- ¡Señor Hidalgo, póngame otra copichuela! –gritó Santos desde el otro lado del mostrador, justo enfrente del utilitario.
Eran las dos de la madrugada, por lo menos eso cantaba el cuco del Teberé y el gentío enloquecía con los nuevos temas de Mister Hyde. El vocalista, Javier Elías, se había despojado de su camiseta y la había lanzado hacia una quinceañera que aullaba enfebrecida, provocándole así un desmayo orgásmico y la correspondiente avalancha de multitudes por robarle la prenda aguada en alcohol y sudor.

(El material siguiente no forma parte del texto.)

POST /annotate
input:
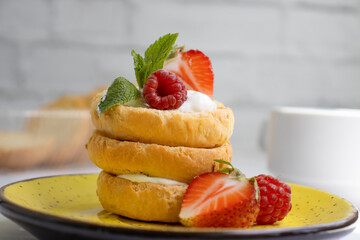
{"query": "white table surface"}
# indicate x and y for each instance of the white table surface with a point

En la barra, una muchacha se escondía de aquel alboroto. Sentada con las piernas cruzadas, sorbía un gin-tonic con picardía, como si quisiera que sus labios besaran a un cristal timorato. Había dejado un hombro al descubierto, sobre el otro caía una melena bruñida, ondulada e insinuante, un ardid que habría evitado el suicidio de Kurt Cobain o la premura de Napoleón por conquistar el mundo sin haberla poseído antes a ella.
Tez blanquecina, casi lívida; pómulos rosados y una boca grácil y delicada, igual que un jarrón valetudinario: si lo tocas lo quiebras, si lo ases lo rompes. Aquellos labios que ahora jugaban con el filo del vaso se habían diseñado solo para mirarlos, admirarlos y readmirarlos.
Rodrigo Santos era escultor, no de estatuillas baladíes ni de figuras abstractas. Rodrigo Santos era escultor de ideas. Las moldeaba, las formaba en las forjas de su cabeza y luego las grababa en algún papel. Decía que “los escritores solo ordenan las letras, mezclan las palabras”. Él las tallaba, las inventaba y dotaba de nuevos significados. Sin límites ni restricciones, sin reglas tediosas de gramática y puntuación.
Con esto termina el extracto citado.